Si vous étudiez le serbe, la Vojvodine peut être votre meilleur endroit pour commencer à l'utiliser. Le discours y est lent et clair, en effet il peut être si lent qu'il est devenu le sujet de blagues. Mais le serbe n'est en aucun cas la seule langue que vous puissiez entendre dans cette province. Alors que plus des trois quarts de la population revendiquent désormais le serbe comme langue maternelle, il est vrai que la Voïvodine n'est plus la mosaïque linguistique qu'elle était. Mais il reste ethniquement diversifié et de nombreux Vojvodiniens sont fiers de préserver leurs différentes langues maternelles.
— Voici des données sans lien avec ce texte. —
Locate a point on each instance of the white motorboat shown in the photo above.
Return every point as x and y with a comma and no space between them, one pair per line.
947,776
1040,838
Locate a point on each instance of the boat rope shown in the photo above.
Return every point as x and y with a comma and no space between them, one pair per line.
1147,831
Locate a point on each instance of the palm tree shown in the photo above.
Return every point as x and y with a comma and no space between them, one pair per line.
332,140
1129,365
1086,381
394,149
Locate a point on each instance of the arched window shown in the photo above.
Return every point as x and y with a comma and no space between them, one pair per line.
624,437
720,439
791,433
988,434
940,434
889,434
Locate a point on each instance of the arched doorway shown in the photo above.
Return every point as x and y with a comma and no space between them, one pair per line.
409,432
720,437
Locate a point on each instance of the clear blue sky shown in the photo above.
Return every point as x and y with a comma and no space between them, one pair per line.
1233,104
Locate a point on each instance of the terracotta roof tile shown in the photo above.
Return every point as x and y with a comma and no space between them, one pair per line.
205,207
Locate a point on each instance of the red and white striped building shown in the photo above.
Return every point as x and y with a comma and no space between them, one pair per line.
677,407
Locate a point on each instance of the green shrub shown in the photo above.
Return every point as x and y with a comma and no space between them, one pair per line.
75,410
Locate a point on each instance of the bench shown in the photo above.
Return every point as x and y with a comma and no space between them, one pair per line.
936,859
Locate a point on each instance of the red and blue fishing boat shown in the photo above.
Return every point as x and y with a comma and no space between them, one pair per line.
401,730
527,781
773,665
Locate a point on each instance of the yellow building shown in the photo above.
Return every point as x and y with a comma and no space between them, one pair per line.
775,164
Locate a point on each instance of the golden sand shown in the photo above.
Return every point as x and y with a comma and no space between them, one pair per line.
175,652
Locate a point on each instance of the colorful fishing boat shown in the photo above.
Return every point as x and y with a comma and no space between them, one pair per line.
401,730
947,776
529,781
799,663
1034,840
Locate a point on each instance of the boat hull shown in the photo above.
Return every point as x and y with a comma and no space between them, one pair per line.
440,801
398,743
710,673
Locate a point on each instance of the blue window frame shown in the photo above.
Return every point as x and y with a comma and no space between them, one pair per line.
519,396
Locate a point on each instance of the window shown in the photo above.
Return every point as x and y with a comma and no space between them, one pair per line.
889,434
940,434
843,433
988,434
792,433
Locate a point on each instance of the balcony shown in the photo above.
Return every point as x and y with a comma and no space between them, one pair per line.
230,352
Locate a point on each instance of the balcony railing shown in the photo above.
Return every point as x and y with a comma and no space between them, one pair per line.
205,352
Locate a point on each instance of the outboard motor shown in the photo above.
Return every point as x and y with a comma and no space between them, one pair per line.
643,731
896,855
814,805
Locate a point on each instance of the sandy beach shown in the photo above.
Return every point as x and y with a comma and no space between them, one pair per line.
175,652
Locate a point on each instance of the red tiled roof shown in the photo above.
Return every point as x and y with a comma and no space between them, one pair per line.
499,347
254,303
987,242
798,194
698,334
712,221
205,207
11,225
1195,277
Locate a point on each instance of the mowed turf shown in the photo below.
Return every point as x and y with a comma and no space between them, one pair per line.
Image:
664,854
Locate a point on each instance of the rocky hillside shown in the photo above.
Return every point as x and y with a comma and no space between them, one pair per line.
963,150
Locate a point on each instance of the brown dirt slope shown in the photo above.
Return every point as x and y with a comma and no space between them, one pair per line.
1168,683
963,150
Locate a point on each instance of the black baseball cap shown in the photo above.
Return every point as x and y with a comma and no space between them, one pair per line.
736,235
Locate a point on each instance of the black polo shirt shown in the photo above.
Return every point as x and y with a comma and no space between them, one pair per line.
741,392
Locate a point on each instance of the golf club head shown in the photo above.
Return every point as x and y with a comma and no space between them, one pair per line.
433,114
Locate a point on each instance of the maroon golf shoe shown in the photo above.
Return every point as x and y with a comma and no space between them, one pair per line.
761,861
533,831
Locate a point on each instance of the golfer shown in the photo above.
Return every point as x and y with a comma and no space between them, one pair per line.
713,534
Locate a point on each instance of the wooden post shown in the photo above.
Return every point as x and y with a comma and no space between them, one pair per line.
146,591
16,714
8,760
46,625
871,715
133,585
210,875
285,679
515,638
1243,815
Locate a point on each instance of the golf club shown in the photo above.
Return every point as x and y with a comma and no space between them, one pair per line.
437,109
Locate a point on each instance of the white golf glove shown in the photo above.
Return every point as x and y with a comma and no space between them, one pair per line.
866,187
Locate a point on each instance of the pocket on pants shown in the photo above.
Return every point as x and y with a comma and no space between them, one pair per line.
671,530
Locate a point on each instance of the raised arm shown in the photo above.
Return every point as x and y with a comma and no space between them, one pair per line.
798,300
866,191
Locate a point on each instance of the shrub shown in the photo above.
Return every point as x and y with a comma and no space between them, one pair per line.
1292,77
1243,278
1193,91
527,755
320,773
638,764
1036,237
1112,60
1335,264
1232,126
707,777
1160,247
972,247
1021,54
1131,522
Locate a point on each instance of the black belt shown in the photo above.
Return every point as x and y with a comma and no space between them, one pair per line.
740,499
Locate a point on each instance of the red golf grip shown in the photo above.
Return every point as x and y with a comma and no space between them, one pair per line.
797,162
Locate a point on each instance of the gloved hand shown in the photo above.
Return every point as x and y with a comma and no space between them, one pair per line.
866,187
Pas moins de six sont considérés comme officiels: serbe, hongrois, slovaque, roumain, croate et roumain. Ils pourraient bientôt être rejoints par le dialecte serbo-croate parlé par le Bunjevci, un groupe ethnique du nord-ouest de la Vojvodine, ce qui est controversé car les Serbes et les Croates revendiquent le Bunjevci comme le leur.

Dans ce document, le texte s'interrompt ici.